SEE: How to improve data quality in data lakes
“We’ve got all the typical problems everybody’s had historically with data warehouses and data problems,” Rousell said. “Our legacy data warehouse environment was built incrementally over 20 years. It’s slowly evolved and developed out, and we’ve created this swampy set of data silos.”
Rousell added, “We could build BI [Business Intelligence] and reports on top of those, but joining that data together to create insights into the flow of activities and behaviors that are occurring so that we can drive change across our business has been a complicated process for us.”
A unified data platform to deliver valuable insights
John Holland set out to create a unified data platform to unlock data for business value. This was part of the group’s effort to drive innovation and competitive advantage in its industry through modern data and digital practices as part of a broader digital transformation push.

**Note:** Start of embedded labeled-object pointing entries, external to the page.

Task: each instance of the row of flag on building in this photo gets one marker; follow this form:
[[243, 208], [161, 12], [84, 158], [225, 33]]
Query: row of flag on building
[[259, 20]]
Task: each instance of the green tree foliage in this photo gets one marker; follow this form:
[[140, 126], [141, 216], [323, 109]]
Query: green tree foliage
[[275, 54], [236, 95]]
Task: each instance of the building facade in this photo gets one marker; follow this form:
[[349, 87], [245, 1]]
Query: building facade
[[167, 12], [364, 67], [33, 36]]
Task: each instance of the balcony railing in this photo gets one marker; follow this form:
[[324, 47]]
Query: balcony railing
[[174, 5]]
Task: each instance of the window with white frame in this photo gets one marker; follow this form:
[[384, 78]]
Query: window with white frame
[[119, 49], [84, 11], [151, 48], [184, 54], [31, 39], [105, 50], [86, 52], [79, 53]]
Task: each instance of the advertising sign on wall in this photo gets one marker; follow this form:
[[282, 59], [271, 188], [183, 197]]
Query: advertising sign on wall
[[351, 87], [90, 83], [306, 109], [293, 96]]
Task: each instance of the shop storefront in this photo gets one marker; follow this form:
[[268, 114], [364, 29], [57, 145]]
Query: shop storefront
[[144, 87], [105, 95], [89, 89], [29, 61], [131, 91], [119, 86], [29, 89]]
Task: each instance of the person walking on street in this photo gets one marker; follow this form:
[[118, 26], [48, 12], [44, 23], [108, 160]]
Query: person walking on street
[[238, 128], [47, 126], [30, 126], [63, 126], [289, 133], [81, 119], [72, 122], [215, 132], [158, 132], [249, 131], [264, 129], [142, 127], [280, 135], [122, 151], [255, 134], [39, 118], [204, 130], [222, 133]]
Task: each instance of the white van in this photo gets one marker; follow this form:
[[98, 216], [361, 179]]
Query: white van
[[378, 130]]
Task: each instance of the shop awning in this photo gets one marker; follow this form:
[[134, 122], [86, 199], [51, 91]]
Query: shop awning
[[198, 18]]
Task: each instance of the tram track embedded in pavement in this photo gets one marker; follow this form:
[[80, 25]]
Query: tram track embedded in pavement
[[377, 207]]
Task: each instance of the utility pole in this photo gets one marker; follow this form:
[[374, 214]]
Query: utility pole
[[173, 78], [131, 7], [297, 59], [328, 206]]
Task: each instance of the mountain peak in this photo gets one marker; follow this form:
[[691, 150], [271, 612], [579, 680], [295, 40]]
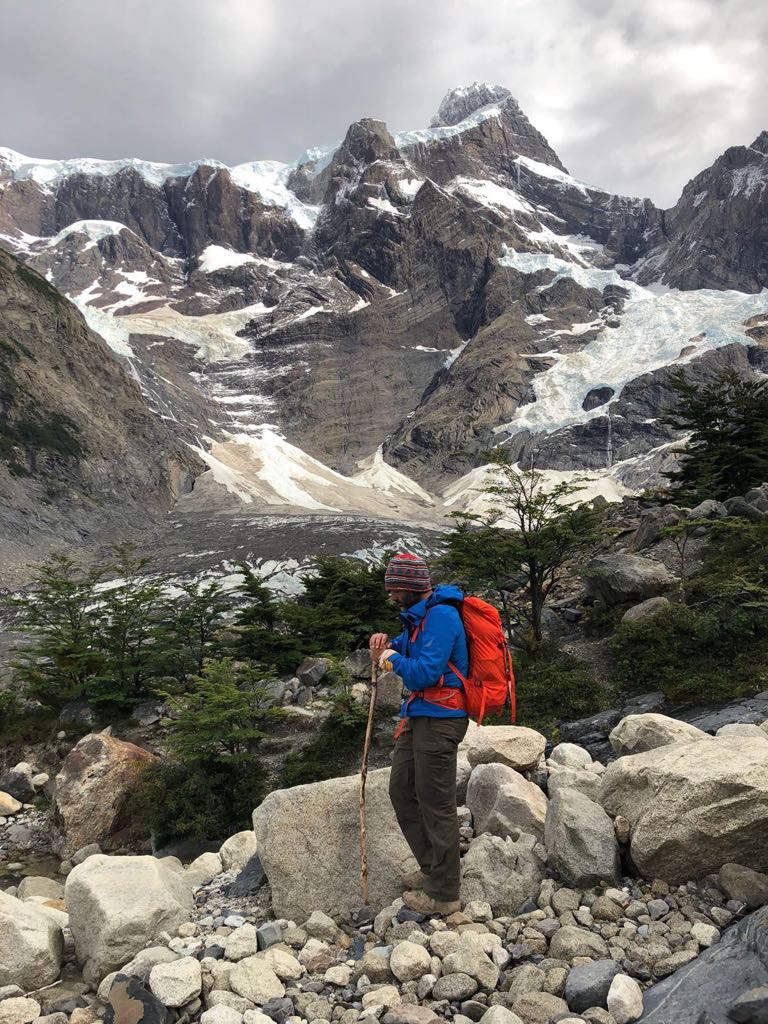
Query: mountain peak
[[465, 99]]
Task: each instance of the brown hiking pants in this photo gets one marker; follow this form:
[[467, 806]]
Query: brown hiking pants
[[422, 788]]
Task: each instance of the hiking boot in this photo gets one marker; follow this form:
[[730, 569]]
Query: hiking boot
[[414, 880], [422, 902]]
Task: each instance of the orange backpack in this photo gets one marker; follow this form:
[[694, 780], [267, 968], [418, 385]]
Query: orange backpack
[[491, 680]]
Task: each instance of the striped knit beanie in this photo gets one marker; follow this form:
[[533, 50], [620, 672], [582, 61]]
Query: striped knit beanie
[[408, 572]]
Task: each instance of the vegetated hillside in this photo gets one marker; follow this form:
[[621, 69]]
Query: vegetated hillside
[[81, 455]]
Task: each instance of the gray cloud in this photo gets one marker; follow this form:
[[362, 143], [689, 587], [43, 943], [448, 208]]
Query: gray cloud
[[636, 95]]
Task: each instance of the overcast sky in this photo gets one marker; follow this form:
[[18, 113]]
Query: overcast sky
[[636, 95]]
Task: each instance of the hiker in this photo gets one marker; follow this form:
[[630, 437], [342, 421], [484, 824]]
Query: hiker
[[422, 785]]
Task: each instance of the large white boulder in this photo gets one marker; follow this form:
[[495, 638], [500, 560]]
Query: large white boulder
[[118, 905], [93, 790], [503, 802], [637, 733], [31, 945], [238, 850], [176, 983], [308, 842], [514, 745], [621, 578], [693, 807], [581, 841], [582, 779]]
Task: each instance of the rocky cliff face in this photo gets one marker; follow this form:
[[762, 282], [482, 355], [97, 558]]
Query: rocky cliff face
[[426, 293], [81, 454]]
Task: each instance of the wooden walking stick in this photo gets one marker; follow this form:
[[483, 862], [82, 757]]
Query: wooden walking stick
[[364, 773]]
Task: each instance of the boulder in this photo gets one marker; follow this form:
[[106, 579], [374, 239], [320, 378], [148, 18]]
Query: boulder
[[504, 802], [589, 984], [580, 840], [503, 872], [570, 756], [388, 691], [308, 841], [255, 980], [238, 850], [743, 885], [8, 805], [625, 1000], [31, 944], [621, 578], [312, 670], [176, 983], [204, 868], [707, 988], [645, 609], [463, 773], [93, 790], [117, 905], [540, 1008], [692, 807], [131, 1003], [585, 781], [35, 885], [471, 958], [358, 664], [570, 941], [410, 962], [514, 745], [709, 509], [744, 509], [637, 733], [17, 782]]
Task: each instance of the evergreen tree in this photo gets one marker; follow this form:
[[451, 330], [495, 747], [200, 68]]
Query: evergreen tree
[[213, 778], [727, 451], [129, 622], [262, 635], [190, 631], [344, 602], [524, 543], [62, 655]]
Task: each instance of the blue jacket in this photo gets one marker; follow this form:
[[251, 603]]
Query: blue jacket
[[422, 663]]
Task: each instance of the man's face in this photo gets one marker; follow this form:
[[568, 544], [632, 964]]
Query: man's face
[[402, 598]]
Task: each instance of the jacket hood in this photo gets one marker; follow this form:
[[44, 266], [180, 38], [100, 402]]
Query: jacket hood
[[441, 593]]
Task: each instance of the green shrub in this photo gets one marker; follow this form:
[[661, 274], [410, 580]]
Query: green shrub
[[344, 602], [198, 800], [214, 777], [693, 654], [335, 747], [552, 686]]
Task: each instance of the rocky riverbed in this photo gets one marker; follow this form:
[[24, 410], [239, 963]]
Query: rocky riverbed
[[589, 893]]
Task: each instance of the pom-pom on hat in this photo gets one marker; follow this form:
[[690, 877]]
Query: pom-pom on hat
[[408, 572]]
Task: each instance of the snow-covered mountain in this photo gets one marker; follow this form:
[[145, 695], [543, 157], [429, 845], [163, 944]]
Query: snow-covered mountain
[[346, 333]]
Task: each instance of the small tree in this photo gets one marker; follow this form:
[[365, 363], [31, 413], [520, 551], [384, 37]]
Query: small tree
[[343, 603], [262, 635], [681, 535], [480, 555], [213, 778], [727, 450], [62, 655], [192, 627], [544, 532], [223, 717], [129, 617]]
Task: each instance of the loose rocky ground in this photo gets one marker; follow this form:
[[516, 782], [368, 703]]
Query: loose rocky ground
[[556, 924]]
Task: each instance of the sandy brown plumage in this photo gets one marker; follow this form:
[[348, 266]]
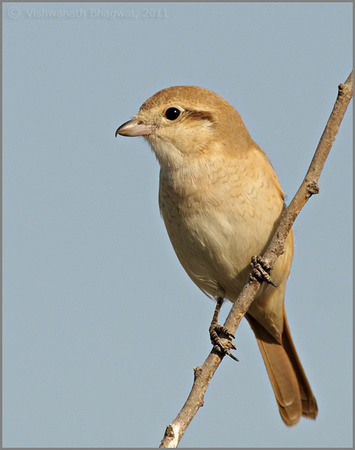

The organization has sought to:
- Provide a unified and integrated view of data across the business.
- Manage governance of data across separately managed projects.
- Achieve a focus on data engineering rather than platform engineering.
Cost savings come from better data management.
So far, John Holland has delivered several core business processes to Databricks’ data lake, including project management, project operations, project controls, safety, and fleet analytics.
As a result of using Databricks, Rousell said that John Holland had:
- Reduced platform infrastructure costs by 46% on like-for-like workflows compared with legacy environments;
- Rebuilding out new data products and models reduces data engineering development effort and time by 30%. Migrated over 600 users to data products provisioned through the Databricks data lakehouse.
It is becoming an enabler for John Holland’s business.
Rousell said Databricks ensures IT and technology do not constrain the business from progressing.
“I think the biggest thing we’re achieving by doing this is creating this data culture of ‘yes’ within John Holland,” Rousell explained. “Historically, the difficulty in provisioning new and innovative products has meant we’ve had to stand up large, slow projects and underdeliver for the business.
“Now, if the business has an idea, we can say yes; we can deploy them a data workspace that gives them access to all the capability and tooling they’ll need, and they can go and build that at speed.”